So, how do operators monetize CX? A major part of it is ensuring simple and easy-to-implement pricing structures. Offering asset-light business models is especially beneficial to enterprises, where CSPs can provide the underlying IT and charging infrastructure to businesses, granting them full control of the services they offer to their consumers without having to invest in their own infrastructure.
Monetization models can be based on a host of different parameters depending on the applications, such as UE/MAC address for IoT and I-IoT applications, infrastructure use, inventories, geographical locations, time of day, demand, and more.

SBA core driven networks

SBA architecture with 5G core and cloud infrastructure are key enablers to the network, helping launch advanced services like URLLC, network slicing, and more. Network slicing is set to revolutionize how networks are used and monetized. And while sharing network resources means more efficient use of the infrastructure, it demands advanced charging systems to cater to the diverse use cases it supports. One slice may demand low-latency QoS, while another demands ultrafast speed, and a third demands high bandwidth. Monetizing these network slices demands dynamic near-real-time charging and policy control.
In addition to QoS, 5G monetization platforms enable charging for network use, based on the number of connections, data frequency, real-time versus non-real-time operations, location precision, and more.
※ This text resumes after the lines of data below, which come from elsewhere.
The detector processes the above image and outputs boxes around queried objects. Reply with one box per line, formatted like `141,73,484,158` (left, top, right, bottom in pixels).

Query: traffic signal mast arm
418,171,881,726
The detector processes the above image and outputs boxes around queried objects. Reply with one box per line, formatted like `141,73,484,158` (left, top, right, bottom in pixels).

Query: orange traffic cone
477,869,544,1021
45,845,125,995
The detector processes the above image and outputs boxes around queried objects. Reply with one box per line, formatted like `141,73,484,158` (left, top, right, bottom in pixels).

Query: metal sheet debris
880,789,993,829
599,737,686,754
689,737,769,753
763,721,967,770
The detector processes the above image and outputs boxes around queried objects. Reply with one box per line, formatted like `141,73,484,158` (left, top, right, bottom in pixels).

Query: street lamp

Solutions that maximize 5G monetization capabilities

In consumer as well as enterprise applications, 5G supports endless possibilities of business models and charging use cases. They will be required to support online as well as offline charging, scaling to handle the demands of IoT billing so they can charge small amounts at a massive scale. They will also need to support a range of revenue-sharing arrangements with n-level hierarchies. CSPs will need to ensure they are constantly innovating to support charging with evolving services like on-demand network slices.

As CSPs make the transition to 5G, successful monetization relies largely on the flexibility of an operator’s billing, charging, and policy infrastructure systems to support multiple pricing models. They also need to implement a next-gen partner management solution to handle diverse partnerships. Implementing a future-proof digital BSS/OSS infrastructure helps begin their journey of digital transformation, enabling them to get the most out of their 5G monetization infrastructure.